Aumento da passagem em Londrina expõe crise do transporte coletivo e reforça defesa do Passe Livre

Sob a gestão do prefeito Tiago Amaral (PSD), Londrina passa a ter uma das passagens de ônibus mais caras do país, ultrapassando Curitiba, São Paulo, Rio de Janeiro e diversas outras cidades.

17 de Janeiro de 2026 às 15h00

Reprodução/Foto: Gustavo Parra/RPC.

Por João Oliveira

O novo aumento da tarifa do transporte coletivo em Londrina (PR), subindo para R$6,25, reacende um problema estrutural que o povo trabalhador conhece há décadas: um sistema caro, precário e organizado para garantir lucro às empresas, não o direito à mobilidade. Sob a gestão do prefeito Tiago Amaral (PSD), Londrina passa a ter uma das passagens de ônibus mais caras do país, ultrapassando Curitiba, São Paulo, Rio de Janeiro e diversas outras cidades.

Mais uma vez, quem paga a conta são os trabalhadores, estudantes, desempregados, pessoas idosas, entre outros segmentos que dependem diariamente dos ônibus para viver, estudar e trabalhar.

O reajuste da passagem não ocorre no vazio.
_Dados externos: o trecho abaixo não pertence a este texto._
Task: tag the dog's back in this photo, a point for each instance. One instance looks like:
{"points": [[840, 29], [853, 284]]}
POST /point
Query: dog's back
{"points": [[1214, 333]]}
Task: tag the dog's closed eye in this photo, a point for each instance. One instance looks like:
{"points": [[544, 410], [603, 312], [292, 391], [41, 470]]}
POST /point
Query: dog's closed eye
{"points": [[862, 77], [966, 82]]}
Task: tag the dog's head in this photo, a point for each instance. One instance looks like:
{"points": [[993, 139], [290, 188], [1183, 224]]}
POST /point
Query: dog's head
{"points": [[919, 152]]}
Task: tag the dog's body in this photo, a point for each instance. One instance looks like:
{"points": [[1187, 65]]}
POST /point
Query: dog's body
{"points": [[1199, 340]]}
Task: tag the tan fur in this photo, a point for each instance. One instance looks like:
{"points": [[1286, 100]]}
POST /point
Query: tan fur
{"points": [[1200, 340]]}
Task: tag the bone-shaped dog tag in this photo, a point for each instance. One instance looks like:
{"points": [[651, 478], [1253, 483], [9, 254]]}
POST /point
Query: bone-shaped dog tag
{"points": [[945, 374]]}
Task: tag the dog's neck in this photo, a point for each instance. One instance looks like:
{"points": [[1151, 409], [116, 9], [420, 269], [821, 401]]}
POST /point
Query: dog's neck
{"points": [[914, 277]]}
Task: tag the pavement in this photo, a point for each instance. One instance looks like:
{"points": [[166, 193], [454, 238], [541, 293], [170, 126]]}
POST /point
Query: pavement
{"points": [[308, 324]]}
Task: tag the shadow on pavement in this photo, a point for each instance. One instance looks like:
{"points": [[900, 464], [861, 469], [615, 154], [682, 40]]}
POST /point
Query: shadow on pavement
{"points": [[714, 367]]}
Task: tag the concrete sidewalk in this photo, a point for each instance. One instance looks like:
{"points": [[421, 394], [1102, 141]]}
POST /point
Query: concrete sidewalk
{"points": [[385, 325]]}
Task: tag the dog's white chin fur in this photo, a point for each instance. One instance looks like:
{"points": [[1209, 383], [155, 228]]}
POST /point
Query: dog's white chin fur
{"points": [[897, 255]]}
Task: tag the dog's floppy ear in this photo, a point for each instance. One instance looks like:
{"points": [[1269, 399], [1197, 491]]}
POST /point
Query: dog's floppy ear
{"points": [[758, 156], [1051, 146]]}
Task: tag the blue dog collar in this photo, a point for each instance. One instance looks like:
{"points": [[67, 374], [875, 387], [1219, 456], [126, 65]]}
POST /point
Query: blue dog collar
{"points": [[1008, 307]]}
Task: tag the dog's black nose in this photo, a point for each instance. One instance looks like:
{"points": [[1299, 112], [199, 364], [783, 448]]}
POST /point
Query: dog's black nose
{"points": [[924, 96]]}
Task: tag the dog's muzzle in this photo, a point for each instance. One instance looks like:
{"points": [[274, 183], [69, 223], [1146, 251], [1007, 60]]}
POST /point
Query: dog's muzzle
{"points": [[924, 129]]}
Ele é resultado direto de um modelo de transporte privatizado, baseado em contratos que socializam prejuízos e privatizam lucros. Sempre que os custos aumentam, o argumento é o mesmo: repassar o valor ao usuário. Já quando há queda de demanda, como ocorreu durante a pandemia, as empresas recorrem ao poder público em busca de subsídios e compensações financeiras.
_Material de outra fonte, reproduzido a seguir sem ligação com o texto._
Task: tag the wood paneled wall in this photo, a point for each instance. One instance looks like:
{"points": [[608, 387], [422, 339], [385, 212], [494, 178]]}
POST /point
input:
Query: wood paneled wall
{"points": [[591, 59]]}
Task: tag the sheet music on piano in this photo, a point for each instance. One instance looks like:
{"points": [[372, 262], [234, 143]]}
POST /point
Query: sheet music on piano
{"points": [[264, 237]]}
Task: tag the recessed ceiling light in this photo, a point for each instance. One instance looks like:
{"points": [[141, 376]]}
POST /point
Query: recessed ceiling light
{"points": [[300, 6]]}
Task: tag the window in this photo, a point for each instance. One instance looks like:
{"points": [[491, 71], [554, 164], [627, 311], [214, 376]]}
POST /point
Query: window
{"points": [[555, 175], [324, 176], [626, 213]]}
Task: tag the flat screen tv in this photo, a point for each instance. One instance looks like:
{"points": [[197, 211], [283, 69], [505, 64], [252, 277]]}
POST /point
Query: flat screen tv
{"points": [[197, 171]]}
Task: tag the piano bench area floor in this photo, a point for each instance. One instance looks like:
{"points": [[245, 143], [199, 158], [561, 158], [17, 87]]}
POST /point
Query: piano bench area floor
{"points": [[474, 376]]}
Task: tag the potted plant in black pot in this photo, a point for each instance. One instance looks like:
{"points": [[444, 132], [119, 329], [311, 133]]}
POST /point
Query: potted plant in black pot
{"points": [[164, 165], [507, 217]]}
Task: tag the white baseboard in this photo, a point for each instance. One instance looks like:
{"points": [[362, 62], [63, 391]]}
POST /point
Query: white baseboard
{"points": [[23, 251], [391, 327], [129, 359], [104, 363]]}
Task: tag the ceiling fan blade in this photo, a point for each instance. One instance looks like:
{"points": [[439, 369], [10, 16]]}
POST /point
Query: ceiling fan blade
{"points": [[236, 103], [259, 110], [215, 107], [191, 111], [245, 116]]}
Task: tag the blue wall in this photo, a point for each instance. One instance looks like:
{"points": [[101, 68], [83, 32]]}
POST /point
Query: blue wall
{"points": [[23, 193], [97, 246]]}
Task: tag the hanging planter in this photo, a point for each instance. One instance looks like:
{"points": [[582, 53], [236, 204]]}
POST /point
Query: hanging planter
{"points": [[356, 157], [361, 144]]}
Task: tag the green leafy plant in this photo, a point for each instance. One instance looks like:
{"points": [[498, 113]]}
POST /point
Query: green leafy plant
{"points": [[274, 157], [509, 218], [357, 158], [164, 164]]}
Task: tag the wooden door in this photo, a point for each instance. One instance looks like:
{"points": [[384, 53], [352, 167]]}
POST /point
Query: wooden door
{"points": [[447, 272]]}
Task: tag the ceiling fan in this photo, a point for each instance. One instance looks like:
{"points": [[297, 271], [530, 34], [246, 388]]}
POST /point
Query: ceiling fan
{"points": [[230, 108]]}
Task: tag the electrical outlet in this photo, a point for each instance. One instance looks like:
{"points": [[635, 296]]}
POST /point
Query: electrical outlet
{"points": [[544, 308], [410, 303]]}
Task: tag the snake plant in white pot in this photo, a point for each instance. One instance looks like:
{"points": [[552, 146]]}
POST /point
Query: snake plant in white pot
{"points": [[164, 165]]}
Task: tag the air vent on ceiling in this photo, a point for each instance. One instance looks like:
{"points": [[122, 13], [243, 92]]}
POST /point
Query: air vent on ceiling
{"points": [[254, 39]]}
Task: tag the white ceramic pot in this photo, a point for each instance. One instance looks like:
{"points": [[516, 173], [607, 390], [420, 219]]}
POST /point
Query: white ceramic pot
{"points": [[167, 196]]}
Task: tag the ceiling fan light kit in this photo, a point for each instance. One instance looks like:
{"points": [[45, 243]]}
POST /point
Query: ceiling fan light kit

Transporte não é mercadoria

O transporte público é um direito social e um serviço essencial. Tratá-lo como mercadoria significa submeter a mobilidade urbana à lógica do mercado, onde o acesso depende da capacidade de pagamento. Em um município marcado por desigualdades territoriais e sociais como Londrina, isso aprofunda a exclusão: quem mora longe do centro paga mais, perde mais tempo e tem menos acesso à cidade.
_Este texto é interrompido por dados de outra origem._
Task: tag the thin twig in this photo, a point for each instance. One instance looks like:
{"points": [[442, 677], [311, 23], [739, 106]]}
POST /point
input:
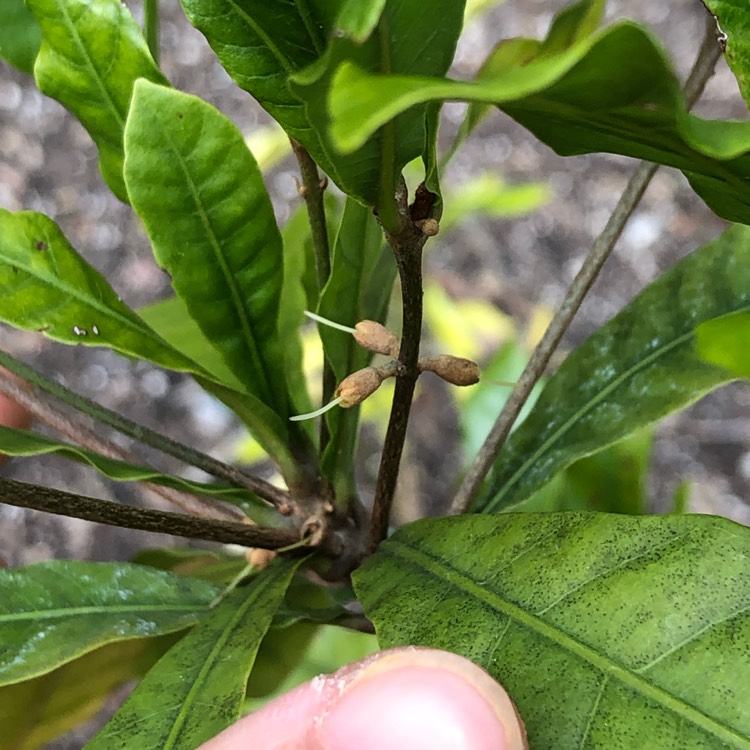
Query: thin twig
{"points": [[313, 193], [81, 435], [407, 247], [700, 74], [210, 465], [69, 504]]}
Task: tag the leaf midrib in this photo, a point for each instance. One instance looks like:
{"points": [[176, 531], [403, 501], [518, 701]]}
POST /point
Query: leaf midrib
{"points": [[93, 72], [240, 309], [441, 571], [209, 662]]}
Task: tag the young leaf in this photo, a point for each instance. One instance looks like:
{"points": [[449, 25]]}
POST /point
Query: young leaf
{"points": [[606, 630], [48, 287], [37, 711], [171, 320], [91, 55], [264, 46], [260, 44], [20, 35], [635, 369], [613, 91], [733, 28], [404, 40], [196, 186], [197, 688], [359, 288], [26, 443], [53, 612]]}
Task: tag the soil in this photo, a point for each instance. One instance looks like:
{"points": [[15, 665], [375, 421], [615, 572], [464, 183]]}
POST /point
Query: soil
{"points": [[48, 164]]}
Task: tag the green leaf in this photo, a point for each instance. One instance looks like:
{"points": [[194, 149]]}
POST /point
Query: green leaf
{"points": [[27, 443], [359, 288], [293, 655], [215, 567], [733, 23], [612, 480], [723, 342], [53, 612], [91, 55], [613, 92], [20, 35], [48, 287], [37, 711], [207, 668], [406, 40], [281, 54], [637, 368], [260, 44], [607, 631], [171, 319], [198, 190]]}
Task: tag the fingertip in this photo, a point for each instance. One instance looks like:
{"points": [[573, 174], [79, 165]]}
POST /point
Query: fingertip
{"points": [[421, 698]]}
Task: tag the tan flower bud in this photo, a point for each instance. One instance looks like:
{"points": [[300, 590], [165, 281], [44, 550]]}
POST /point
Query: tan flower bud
{"points": [[455, 370], [356, 387], [259, 558], [376, 338]]}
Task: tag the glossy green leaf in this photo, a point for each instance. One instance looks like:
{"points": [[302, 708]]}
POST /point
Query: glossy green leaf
{"points": [[359, 288], [198, 190], [208, 669], [20, 35], [37, 711], [574, 23], [635, 369], [216, 567], [265, 45], [48, 287], [92, 53], [608, 631], [171, 319], [733, 29], [724, 342], [612, 480], [406, 40], [613, 91], [260, 44], [53, 612], [27, 443], [291, 656]]}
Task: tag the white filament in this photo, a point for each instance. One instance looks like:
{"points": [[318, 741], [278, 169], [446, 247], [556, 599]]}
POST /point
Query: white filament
{"points": [[317, 412]]}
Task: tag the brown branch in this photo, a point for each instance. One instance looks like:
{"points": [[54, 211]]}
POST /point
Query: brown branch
{"points": [[600, 251], [407, 246], [81, 435], [162, 443], [63, 503], [313, 193]]}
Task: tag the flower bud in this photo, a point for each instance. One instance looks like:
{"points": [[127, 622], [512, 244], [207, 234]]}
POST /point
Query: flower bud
{"points": [[455, 370], [376, 338], [356, 387]]}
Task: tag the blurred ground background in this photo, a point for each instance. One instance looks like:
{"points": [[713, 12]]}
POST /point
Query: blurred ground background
{"points": [[520, 266]]}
O aumento da tarifa funciona, na prática, como um imposto regressivo. Ele pesa proporcionalmente mais no bolso de quem ganha menos. Para milhares de famílias londrinenses, esse reajuste significa escolher entre o transporte e outras necessidades básicas, como alimentação e contas domésticas.

Estatização como saída estrutural

Diante desse cenário, a estatização do transporte público de Londrina se apresenta como uma alternativa concreta e necessária. Retirar o sistema das mãos de empresas privadas e colocá-lo sob controle público permite reorganizar o transporte a partir das necessidades da população londrinense, e não da rentabilidade empresarial.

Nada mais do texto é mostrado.